Ülkü; yedi yüz haneli Şavcan köyünün en eski taşlarına sahip Rum evinde, temiz kokan lakin fazlaca sert yatağında, avının kolunu kapan timsah gibi debeleniyor, görmekte olduğu kâbusun hakkını veriyordu.O sırada tüm ihtişamıyla ağır ağır doğmakta olan güneş, ışık huzmelerini pencereye vurduğunda kâbus ve gece bir süreliğine uyudu. Gözlerini açan Ülkü, terli ve sersemlemiş bedenine zaman tanımadan mutfağa giderek domates, peynir, ekmek ve çaydan oluşan kahvaltıyı hazırladı. Dedesi Mehmet’le ninesi Mukaddes'i dürtüp isteksiz bir şekilde odasına gitti. Üstüne tarlada yanmamak için ince giysiler geçirerek yedek kıyafetlerini bezden yapılma çantasına yerleştiriyordu. “Eksiğim var mı?” diye bakınırken aklına öğretmeninin kitaplığından çaldığı kitabı geldi. Biraz düşündü, kararını verip hızlıca çantaya sıkıştırdı. Ardından mutfağa yöneldi. Ailesiyle birlikte yemek yedikten sonra tarlaya giden köy ahalisine yetişmek için evden çabucak çıktılar.

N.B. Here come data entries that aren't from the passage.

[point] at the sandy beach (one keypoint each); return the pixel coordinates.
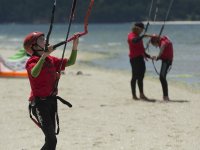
(103, 116)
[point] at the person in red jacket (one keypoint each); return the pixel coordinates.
(43, 71)
(137, 55)
(166, 56)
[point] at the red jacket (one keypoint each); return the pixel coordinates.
(167, 53)
(43, 85)
(135, 49)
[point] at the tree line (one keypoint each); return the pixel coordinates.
(104, 11)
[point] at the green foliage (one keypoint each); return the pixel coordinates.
(39, 11)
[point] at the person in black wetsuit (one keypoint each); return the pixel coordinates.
(137, 55)
(166, 56)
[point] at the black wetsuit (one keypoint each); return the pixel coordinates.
(45, 112)
(166, 64)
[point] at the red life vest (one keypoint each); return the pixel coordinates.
(43, 85)
(135, 49)
(168, 50)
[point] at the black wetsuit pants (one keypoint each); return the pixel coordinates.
(163, 74)
(45, 111)
(138, 71)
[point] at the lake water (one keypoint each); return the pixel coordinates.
(110, 40)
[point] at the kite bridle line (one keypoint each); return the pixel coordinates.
(146, 28)
(80, 33)
(73, 37)
(166, 17)
(68, 30)
(50, 27)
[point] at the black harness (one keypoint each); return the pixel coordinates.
(32, 104)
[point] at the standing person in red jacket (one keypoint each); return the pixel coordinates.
(166, 56)
(137, 55)
(43, 73)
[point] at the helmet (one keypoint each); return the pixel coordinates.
(154, 39)
(30, 40)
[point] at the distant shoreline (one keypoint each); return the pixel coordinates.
(174, 22)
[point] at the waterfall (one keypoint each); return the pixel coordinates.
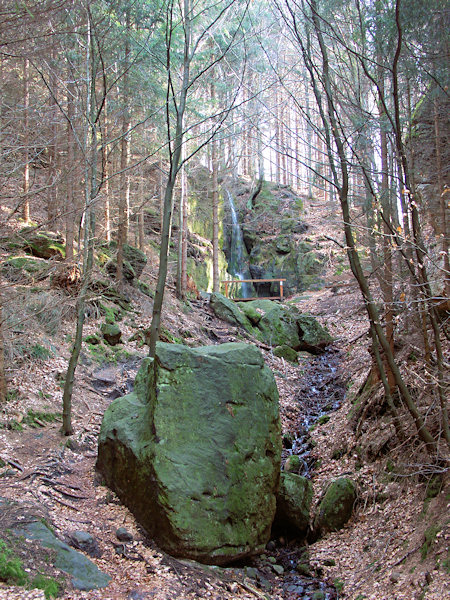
(237, 265)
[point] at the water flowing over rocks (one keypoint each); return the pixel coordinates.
(181, 455)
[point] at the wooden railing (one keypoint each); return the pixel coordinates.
(227, 283)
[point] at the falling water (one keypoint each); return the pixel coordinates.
(237, 264)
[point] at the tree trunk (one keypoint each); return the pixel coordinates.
(124, 200)
(387, 285)
(175, 156)
(106, 173)
(26, 142)
(91, 190)
(182, 238)
(71, 208)
(53, 150)
(333, 129)
(442, 202)
(3, 384)
(215, 214)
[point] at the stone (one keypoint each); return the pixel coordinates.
(226, 309)
(336, 507)
(128, 271)
(123, 535)
(25, 268)
(180, 453)
(287, 353)
(43, 244)
(303, 568)
(136, 258)
(250, 312)
(277, 326)
(85, 575)
(85, 542)
(293, 504)
(293, 464)
(252, 572)
(278, 569)
(283, 244)
(111, 333)
(395, 577)
(313, 337)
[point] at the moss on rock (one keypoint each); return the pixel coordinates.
(336, 506)
(293, 503)
(180, 454)
(287, 353)
(111, 333)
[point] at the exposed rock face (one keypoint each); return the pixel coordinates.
(25, 521)
(293, 503)
(43, 244)
(274, 324)
(181, 454)
(336, 507)
(287, 353)
(111, 333)
(227, 310)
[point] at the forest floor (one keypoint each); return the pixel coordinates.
(395, 547)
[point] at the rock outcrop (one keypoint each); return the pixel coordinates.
(336, 506)
(275, 324)
(293, 504)
(194, 451)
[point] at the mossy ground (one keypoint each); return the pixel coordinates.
(25, 563)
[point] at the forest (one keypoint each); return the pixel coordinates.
(211, 198)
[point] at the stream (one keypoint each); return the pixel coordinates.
(238, 263)
(321, 390)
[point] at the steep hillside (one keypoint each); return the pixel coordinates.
(395, 545)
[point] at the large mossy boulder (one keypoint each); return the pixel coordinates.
(336, 506)
(181, 454)
(43, 244)
(293, 504)
(227, 310)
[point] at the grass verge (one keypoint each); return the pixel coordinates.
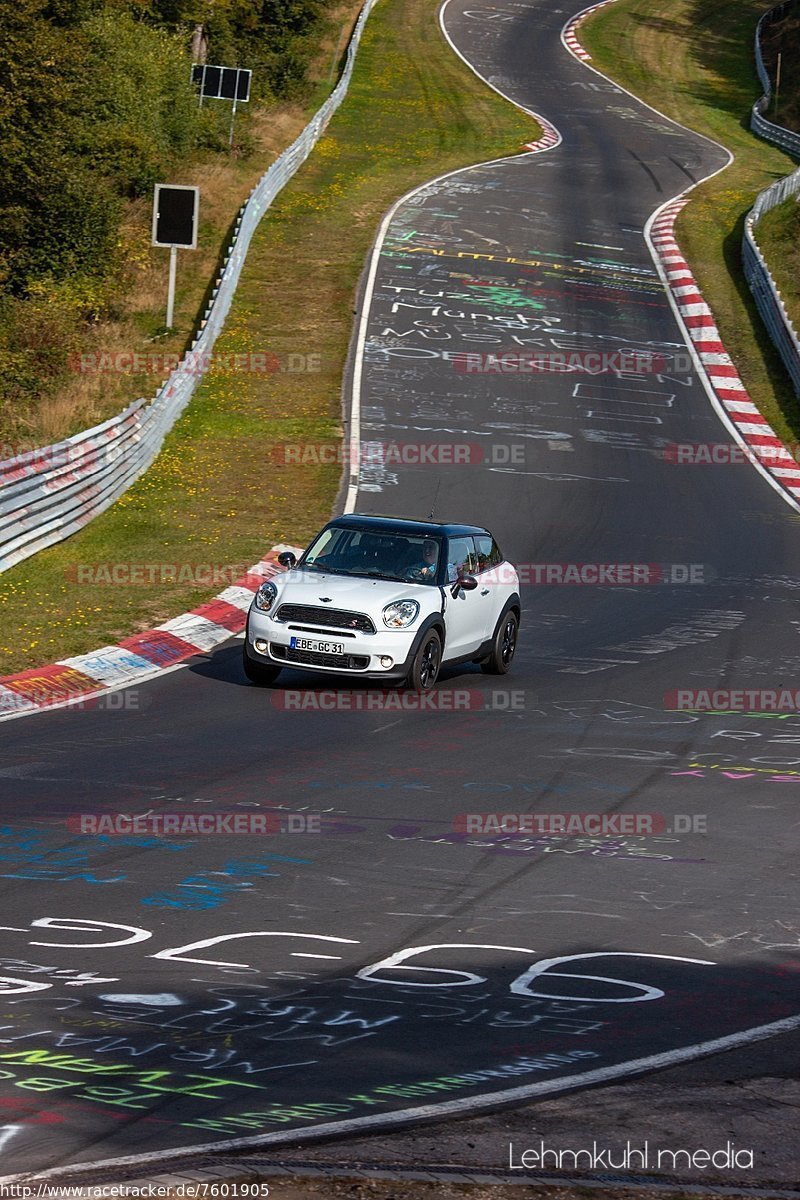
(693, 60)
(91, 387)
(779, 239)
(216, 495)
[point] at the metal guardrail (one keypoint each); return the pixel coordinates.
(48, 495)
(757, 273)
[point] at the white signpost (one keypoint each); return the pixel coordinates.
(175, 210)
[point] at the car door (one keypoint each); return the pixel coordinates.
(492, 576)
(467, 613)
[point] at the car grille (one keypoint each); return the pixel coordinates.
(330, 618)
(310, 658)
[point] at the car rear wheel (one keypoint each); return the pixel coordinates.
(504, 645)
(427, 660)
(257, 673)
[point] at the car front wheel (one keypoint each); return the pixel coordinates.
(427, 660)
(504, 645)
(258, 673)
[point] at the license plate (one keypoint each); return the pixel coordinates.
(316, 646)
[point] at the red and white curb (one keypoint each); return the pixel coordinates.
(80, 679)
(549, 138)
(570, 35)
(753, 430)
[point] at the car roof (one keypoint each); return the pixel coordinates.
(402, 525)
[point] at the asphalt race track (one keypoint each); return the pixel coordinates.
(382, 960)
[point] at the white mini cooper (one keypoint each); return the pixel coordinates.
(386, 599)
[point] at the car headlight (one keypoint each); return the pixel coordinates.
(401, 613)
(265, 597)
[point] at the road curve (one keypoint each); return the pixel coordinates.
(380, 963)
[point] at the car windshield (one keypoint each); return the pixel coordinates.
(383, 556)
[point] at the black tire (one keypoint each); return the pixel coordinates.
(427, 661)
(257, 673)
(504, 645)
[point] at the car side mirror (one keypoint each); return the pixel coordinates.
(468, 582)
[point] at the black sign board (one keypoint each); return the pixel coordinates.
(174, 216)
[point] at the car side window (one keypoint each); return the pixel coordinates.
(488, 552)
(461, 558)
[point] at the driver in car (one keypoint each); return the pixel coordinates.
(426, 569)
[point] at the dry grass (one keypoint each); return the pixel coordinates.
(215, 495)
(226, 180)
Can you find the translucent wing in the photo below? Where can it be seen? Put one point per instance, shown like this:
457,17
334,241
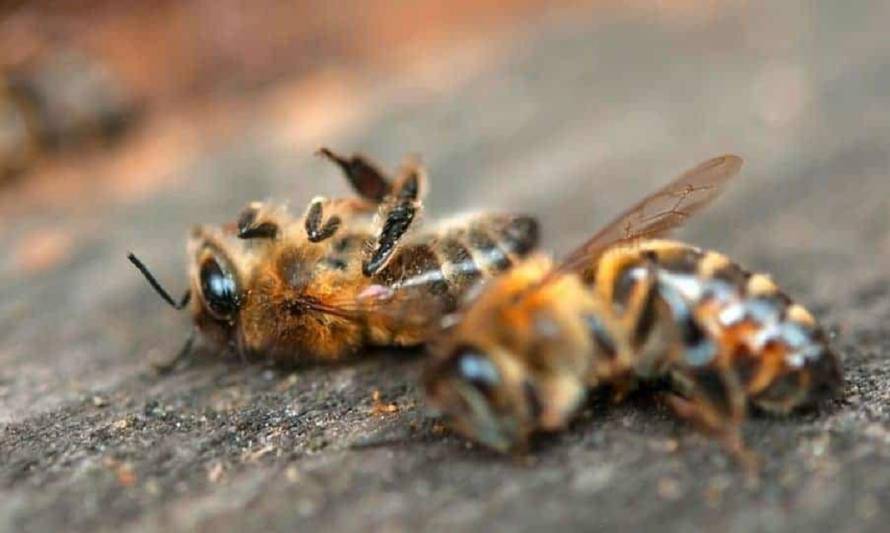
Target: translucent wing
403,308
660,212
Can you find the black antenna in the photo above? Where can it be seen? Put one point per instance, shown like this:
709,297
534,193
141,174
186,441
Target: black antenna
157,286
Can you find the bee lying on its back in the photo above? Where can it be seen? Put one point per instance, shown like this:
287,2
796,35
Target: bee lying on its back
623,310
321,286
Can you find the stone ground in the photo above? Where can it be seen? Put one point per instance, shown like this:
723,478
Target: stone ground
570,117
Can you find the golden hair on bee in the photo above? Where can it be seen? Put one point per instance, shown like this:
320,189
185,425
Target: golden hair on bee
322,285
626,308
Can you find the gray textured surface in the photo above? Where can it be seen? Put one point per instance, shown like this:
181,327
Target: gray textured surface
575,120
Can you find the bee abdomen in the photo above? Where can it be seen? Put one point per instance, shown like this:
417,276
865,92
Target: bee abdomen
717,312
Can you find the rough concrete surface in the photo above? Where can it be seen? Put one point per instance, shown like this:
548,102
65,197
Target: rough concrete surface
570,118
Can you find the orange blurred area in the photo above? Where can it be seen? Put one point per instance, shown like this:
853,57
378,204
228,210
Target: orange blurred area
182,77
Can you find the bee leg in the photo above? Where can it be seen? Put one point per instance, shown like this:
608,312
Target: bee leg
318,229
259,221
713,419
365,177
397,213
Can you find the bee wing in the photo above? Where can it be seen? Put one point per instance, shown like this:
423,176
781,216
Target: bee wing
411,307
657,214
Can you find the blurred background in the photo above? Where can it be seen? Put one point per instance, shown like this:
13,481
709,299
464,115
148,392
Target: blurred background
124,122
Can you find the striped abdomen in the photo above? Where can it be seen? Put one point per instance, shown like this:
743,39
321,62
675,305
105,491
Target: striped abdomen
447,263
716,330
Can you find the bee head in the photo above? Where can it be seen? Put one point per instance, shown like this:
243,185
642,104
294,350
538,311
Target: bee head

Dedesi ve ninesinin akranlarıyla konuşmasını fırsat bilen Ülkü, ilerleyen kalabalığın arasında tarla fareleri gibi koşuşturdu. Her ne kadar kendine itiraf edemese de kavga edip küstüğü Elif’i arıyordu. Çok geçmeden buldu eski arkadaşını, yirmi adım ötesinde anne ve babasıyla birlikteydi. Az önceki atikliğinden eser kalmayan Ülkü'nün yüreğine iki ok saplanmıştı. İlk ok anne ve babanın sevgisiydi. İnsanın yaşamadığı bir duygudan yara alması Tanrının bu oyunu ne kadar iyi oynadığını kavramasını sağladı Ülkü’ye. İkinci ok ise küslüktü. Ölüleri geri getirememesine karşın küslüğü bitirebilirdi belki. Elif’e doğru adım attı lâkin yolda ayağına gurur takıldı, canı acıdı geri çekildi.Yol boyu iç sesiyle sohbet eden Ülkü, Orhan Ağa’nın konağını gördüğünde şaşkına döndü, yalnızlığıyla zaman iyi anlaşıyordu.

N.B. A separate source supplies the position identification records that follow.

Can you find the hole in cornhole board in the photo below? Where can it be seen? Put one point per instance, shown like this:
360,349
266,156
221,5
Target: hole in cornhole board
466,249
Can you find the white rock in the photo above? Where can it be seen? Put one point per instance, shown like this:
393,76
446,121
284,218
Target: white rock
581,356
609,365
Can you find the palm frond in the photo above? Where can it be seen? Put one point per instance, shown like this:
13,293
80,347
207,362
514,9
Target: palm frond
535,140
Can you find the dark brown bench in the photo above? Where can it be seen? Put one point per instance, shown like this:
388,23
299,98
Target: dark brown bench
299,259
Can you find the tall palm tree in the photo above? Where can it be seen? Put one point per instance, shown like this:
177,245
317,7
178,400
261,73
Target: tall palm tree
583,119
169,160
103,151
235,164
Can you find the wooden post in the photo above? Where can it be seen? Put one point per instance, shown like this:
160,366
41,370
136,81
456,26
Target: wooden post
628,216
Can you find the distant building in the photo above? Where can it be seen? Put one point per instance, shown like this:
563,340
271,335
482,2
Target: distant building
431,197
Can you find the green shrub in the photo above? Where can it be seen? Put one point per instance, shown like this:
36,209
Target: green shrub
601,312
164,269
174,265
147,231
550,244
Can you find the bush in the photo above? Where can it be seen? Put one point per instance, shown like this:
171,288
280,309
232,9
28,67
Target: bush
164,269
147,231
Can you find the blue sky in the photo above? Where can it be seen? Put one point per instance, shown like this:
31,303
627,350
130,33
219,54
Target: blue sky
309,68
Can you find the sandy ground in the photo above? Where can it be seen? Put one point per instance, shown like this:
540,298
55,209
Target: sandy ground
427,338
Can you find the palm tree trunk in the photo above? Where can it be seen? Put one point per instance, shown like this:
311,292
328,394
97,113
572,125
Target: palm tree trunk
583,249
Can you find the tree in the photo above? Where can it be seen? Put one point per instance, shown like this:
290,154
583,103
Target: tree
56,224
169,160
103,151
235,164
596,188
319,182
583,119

Konağın girişindeki Orhan Ağa ağzında piposu, beline koyduğu elleriyle bir yandan tarlaya giden köylüleri dikkatlice süzüp hızlı olmaları için azarlıyor, bir yandan da zihinsel engelli oğlunu kimseye sataşmaması için göz hapsinde tutuyordu. Ülkü kafasını çevirip Orhan pisliğine baktı ve her defasında sorduğu soruları yineledi kendisine: “Daha ne istiyor bu adam! Kocaman evi, otuzunda bir kuması, evini temizleyen, yemeğini yapan hizmetçileri, emrinde olan bir köy var. Bu hayattan söküp alacağı ne kalmış olabilir ki?Yoksa dünyada bundan fazlası mı var?”

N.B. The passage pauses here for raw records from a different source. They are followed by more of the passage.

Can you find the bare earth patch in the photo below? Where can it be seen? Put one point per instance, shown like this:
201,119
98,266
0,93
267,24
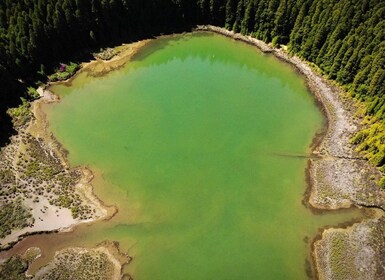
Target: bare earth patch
339,178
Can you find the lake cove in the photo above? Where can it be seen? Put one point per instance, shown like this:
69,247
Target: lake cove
201,143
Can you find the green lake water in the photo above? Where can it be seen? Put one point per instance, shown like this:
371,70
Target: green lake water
190,139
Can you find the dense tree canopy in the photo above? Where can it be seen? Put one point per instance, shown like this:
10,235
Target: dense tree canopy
345,38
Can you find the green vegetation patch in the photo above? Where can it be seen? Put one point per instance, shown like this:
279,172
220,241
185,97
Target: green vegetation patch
13,269
370,142
20,115
64,72
79,264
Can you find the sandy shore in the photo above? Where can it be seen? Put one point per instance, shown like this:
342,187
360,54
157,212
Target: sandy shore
338,178
51,218
47,216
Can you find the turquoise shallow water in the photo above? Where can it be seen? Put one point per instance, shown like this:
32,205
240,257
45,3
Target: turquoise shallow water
191,138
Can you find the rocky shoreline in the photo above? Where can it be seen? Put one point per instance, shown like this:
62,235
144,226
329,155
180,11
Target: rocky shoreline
338,178
35,154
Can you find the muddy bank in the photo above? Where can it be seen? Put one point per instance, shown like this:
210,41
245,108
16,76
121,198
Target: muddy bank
338,177
50,195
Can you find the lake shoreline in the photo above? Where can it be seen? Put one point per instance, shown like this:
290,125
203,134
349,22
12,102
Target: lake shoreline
327,147
38,128
337,177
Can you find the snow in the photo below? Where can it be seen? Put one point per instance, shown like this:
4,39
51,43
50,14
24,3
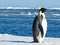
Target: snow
6,39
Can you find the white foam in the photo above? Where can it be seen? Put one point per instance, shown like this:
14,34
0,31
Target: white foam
54,8
6,39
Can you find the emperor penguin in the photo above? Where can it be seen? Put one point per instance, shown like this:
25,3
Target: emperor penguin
39,26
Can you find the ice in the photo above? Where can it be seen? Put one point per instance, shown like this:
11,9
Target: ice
6,39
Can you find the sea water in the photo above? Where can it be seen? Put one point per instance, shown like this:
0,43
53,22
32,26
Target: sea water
19,22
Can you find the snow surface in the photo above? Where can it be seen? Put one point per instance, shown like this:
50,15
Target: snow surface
6,39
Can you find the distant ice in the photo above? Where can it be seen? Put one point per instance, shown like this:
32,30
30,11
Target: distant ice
6,39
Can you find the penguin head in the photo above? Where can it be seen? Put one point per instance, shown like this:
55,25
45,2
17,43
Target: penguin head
42,10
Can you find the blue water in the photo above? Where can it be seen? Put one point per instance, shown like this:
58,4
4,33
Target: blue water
19,22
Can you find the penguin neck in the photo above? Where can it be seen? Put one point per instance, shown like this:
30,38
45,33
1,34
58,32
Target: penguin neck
41,14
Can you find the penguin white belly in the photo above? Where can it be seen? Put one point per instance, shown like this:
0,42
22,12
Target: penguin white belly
44,25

On dört yaşındaki bir kıza göre fazla öfkeliydi. Bir keresinde kalabalıkta iken içinden konuştuklarını dışından konuşmuş, o günden sonra adı anarşiste çıkıvermişti. O kelimenin ne demek olduğunu bilemese de anormal bir şey olduğunun kanaatinde idi.

Hazırlıklarını yapan köylüler aletlerini alıp tarlaya girdiler. Ninesiyle dedesinin de gittiğini görüp yiyeceği dayağı şimdiden yüzünde hissederek, kitabını okumak için ayçiçeklerinin olduğu bölgeye doğru tabanları yağladı. Radyoda dinlediği maraton koşucuları gibi hayal ediyordu kendini, tabii ayağına darbeler savuran taş ve dikenler canını yakıp taşralı olduğunu unutturmuyordu.

Ayçiçeklerinin arasına karıştığında biraz soluklanıp ilerdeki çınar ağacına kadar istikrarlı adımlarla yürüdü. İsmini kazıdığı çınar ağacının önüne geldiğinde rahatlayıp kulağında çınlayan dedesinin arkasından bağıran sesini unutmayı tercih etmişti. Sırtını ağacın gövdesine yaslayıp gölgenin huzuruna kavuştu. Yüzüne vuran rüzgâr, akan terleri dans ettirirken bir yandan da elini kitabın kapağındaki kabartmalı yazılarda gezdirip gördüklerini sesli okudu: “Suç ve Ceza, Fyodor Mihayloviç Dostoyevski.”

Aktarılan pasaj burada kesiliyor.